Curitiba O consumidor que for comprar arroz na semana que vem vai pagar acima de R$ 10,00 o pacote de 5 quilos das marcas mais tradicionais. O aviso é dos supermercadistas que estão encontrando dificuldades para negociar a compra do produto. Se for confirmada a tendência de alta no preço do arroz, a previsão é que os consumidores devem migrar para a compra de massas.
O problema é que o arroz já está caro. No último ano, o produto se valorizou entre 26% a 48%, dependendo do tipo. Agora, nova alta está sendo esperada para a próxima semana, quando se esgotam os estoques dos supermercados. Para o analista, José dos Santos, da corretora Correpar, não há oferta do produto. Os produtores gaúchos estão segurando a produção porque sabem que estão sem concorrentes. Na verdade, eles estão pressionando o mercado e estão conseguindo com que o preço suba em pleno período de safra.
No mês passado, início do período de colheita, o mercado até ensaiou uma queda no preço do arroz que não se sustentou. A produção no Rio Grande do Sul, maior Estado produtor, teve uma quebra de 10% a 15% em função de atraso no plantio, provocado por problemas climáticos. E nos países do Mercosul, que normalmente vendam ao País para completar o quadro de abastecimento, o clima também provocou a queda na produção. Além disso, em função do câmbio países como Uruguai e Argentina não estão interessados em vender ao Brasil, disse Santos.
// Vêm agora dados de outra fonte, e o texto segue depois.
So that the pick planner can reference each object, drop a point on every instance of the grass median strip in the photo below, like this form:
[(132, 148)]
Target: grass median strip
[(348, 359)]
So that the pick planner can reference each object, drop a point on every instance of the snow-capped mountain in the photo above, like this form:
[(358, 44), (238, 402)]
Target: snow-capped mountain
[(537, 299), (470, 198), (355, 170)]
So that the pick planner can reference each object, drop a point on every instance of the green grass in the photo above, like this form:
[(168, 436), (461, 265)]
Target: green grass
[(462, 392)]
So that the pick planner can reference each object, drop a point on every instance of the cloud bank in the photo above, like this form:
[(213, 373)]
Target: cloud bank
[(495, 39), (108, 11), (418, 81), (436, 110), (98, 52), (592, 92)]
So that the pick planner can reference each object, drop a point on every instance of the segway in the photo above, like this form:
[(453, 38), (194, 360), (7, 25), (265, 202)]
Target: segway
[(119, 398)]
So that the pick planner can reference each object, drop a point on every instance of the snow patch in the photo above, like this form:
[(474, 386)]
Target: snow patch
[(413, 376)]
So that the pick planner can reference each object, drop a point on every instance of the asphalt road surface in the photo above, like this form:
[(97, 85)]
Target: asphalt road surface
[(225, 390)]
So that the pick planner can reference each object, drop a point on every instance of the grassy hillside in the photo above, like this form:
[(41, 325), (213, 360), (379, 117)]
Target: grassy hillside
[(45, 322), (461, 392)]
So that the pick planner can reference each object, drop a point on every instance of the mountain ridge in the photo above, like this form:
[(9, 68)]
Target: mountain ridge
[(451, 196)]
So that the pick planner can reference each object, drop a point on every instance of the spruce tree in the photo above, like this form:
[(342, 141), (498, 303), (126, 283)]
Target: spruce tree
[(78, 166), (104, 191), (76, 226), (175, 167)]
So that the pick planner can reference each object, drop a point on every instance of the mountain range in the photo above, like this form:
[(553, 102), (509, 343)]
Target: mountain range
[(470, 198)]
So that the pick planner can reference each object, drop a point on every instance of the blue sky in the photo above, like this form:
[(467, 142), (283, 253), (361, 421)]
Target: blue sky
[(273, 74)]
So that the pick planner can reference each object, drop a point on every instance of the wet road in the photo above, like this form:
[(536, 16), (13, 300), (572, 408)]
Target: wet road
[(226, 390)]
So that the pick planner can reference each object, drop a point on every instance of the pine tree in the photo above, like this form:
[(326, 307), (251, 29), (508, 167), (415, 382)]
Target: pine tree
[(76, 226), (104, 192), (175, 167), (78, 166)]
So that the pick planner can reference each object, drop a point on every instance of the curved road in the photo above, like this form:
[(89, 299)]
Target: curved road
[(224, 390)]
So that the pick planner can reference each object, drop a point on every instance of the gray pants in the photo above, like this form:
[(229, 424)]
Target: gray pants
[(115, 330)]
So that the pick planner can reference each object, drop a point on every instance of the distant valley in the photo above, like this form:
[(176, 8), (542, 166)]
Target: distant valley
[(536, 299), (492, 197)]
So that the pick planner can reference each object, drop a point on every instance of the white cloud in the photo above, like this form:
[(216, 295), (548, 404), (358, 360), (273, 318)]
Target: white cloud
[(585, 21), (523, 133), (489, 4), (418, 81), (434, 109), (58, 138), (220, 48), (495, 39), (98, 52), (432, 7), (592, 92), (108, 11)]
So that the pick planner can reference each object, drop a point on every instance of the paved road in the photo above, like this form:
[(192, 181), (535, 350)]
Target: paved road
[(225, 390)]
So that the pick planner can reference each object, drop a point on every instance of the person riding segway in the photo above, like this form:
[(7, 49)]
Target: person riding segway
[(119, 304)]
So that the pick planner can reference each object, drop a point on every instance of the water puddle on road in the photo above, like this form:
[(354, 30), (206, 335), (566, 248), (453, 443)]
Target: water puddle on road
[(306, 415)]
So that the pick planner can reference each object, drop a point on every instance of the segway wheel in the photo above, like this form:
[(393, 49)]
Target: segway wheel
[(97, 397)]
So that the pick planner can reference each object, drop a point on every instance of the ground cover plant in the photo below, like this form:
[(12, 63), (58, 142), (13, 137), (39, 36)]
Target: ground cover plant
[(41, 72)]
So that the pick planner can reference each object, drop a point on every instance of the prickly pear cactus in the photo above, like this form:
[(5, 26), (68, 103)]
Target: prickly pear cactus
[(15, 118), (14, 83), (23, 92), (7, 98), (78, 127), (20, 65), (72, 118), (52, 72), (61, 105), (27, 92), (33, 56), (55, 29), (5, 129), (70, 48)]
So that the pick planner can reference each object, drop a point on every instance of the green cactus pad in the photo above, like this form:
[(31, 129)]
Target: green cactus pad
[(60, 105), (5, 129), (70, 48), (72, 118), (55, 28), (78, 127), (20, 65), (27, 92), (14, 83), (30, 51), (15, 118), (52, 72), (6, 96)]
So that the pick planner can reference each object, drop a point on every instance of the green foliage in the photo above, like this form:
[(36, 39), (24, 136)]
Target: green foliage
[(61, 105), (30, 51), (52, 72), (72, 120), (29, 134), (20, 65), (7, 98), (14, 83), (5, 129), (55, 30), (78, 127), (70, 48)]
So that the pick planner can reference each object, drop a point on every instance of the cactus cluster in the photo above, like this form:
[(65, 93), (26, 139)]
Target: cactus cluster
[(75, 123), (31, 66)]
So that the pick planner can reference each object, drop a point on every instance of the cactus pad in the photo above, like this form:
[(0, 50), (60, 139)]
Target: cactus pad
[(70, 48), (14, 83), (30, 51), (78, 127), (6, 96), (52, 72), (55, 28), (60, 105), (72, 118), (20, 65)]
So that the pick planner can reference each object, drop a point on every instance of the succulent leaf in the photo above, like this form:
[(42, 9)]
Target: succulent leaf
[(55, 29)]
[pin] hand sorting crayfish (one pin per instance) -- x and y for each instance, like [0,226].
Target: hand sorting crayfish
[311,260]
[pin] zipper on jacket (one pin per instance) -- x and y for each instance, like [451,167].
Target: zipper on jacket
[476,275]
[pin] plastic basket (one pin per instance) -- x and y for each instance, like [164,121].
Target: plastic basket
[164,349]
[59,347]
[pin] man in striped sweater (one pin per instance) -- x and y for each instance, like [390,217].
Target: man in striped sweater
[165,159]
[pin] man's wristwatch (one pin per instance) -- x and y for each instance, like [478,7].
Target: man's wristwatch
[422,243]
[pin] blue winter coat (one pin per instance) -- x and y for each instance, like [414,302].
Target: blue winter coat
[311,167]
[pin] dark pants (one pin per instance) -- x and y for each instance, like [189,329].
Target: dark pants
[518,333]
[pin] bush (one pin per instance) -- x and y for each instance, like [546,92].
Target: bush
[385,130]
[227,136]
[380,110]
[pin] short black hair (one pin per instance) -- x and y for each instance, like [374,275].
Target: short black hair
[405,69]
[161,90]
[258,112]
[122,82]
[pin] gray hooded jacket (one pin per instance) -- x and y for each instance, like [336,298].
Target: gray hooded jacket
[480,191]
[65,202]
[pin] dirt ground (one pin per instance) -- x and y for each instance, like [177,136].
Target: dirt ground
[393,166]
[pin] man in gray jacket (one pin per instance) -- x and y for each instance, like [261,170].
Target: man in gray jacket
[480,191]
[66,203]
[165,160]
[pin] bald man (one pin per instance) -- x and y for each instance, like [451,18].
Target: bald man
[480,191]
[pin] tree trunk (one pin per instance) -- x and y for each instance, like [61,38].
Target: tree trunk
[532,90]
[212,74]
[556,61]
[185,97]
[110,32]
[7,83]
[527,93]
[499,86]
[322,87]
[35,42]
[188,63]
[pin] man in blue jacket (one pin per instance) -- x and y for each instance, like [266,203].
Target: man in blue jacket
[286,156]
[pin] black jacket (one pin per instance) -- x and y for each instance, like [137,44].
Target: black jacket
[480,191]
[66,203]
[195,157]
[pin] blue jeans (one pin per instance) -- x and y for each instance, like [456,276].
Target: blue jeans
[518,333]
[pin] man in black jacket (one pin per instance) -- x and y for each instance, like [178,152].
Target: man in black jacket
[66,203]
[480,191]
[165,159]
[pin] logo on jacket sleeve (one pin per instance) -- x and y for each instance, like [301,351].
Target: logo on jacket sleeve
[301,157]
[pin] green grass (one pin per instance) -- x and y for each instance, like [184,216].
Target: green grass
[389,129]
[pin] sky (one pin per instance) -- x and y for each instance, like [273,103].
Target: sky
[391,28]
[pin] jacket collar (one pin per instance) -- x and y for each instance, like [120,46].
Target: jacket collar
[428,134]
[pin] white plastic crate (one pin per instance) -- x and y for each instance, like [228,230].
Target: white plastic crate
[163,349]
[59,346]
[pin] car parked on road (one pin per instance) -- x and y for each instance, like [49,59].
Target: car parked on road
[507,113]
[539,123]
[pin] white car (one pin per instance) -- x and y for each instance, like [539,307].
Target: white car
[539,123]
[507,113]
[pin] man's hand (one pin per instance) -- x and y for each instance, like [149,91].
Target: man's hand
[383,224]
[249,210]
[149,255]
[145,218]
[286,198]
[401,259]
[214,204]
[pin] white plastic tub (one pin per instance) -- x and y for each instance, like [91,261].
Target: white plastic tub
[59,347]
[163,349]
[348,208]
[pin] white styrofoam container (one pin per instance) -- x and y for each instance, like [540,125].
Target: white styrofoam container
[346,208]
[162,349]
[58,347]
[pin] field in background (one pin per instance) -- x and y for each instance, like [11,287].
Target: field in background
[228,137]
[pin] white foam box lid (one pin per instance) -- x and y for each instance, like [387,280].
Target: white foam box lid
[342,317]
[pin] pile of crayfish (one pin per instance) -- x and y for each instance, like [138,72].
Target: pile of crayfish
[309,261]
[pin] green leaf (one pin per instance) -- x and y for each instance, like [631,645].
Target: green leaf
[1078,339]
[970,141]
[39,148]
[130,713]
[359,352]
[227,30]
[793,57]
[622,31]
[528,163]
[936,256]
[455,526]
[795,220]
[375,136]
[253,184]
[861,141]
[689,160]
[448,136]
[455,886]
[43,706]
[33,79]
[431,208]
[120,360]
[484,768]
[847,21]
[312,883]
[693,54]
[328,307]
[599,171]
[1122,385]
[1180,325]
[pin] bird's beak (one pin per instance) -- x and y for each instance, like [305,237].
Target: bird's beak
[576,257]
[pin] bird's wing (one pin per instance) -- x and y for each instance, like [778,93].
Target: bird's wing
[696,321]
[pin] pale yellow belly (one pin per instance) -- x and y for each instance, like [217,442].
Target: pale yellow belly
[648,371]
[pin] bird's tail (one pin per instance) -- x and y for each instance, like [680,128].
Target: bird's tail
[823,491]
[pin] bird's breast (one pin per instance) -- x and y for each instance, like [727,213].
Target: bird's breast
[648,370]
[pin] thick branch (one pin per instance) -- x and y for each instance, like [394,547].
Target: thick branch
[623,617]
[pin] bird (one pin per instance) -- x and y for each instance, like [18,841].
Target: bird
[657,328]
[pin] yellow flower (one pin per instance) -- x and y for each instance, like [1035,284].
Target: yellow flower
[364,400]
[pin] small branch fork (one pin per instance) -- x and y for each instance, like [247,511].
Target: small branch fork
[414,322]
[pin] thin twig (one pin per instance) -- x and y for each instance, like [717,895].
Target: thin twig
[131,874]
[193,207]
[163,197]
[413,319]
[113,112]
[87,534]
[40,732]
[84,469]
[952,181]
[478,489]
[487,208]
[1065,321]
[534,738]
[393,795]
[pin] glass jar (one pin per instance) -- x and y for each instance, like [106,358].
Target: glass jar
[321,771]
A produção interna de arroz este ano deve atingir 11,1 milhões de toneladas para um consumo de 12,3 milhões toneladas, informou Richardson de Souza, do Departamento de Economia Rural (Deral), da Secretaria da Agricultura e do Abastecimento. Para ele, o déficit de 1,1 milhão de toneladas é que está difícil de repor. Empresas de São Paulo, Paraná e Rio Grande do Sul já estão se mobilizando para importar o produto dos Estados Unidos e da Ásia, mas o fato é que esse produto demora até ser internalizado.
Sabendo disso e por que estão capitalizados, os produtores gaúchos estão segurando a safra para forçar a alta de preços. Os produtores de arroz do Rio Grande do Sul também são produtores de soja e por isso não estão com pressa de vender. Eles estão tranquilos o suficiente para segurar a produção, informou Souza.
Segundo o analista de mercado da Correrpar, uma indústria de Dourados no Mato Grosso do Sul pagou R$ 52,00 o fardo com 30 quilos de arroz. É certo que os preços do arroz variam de região para região, mas o fato é que o mercado já está aceitando a nova alta que está em curso.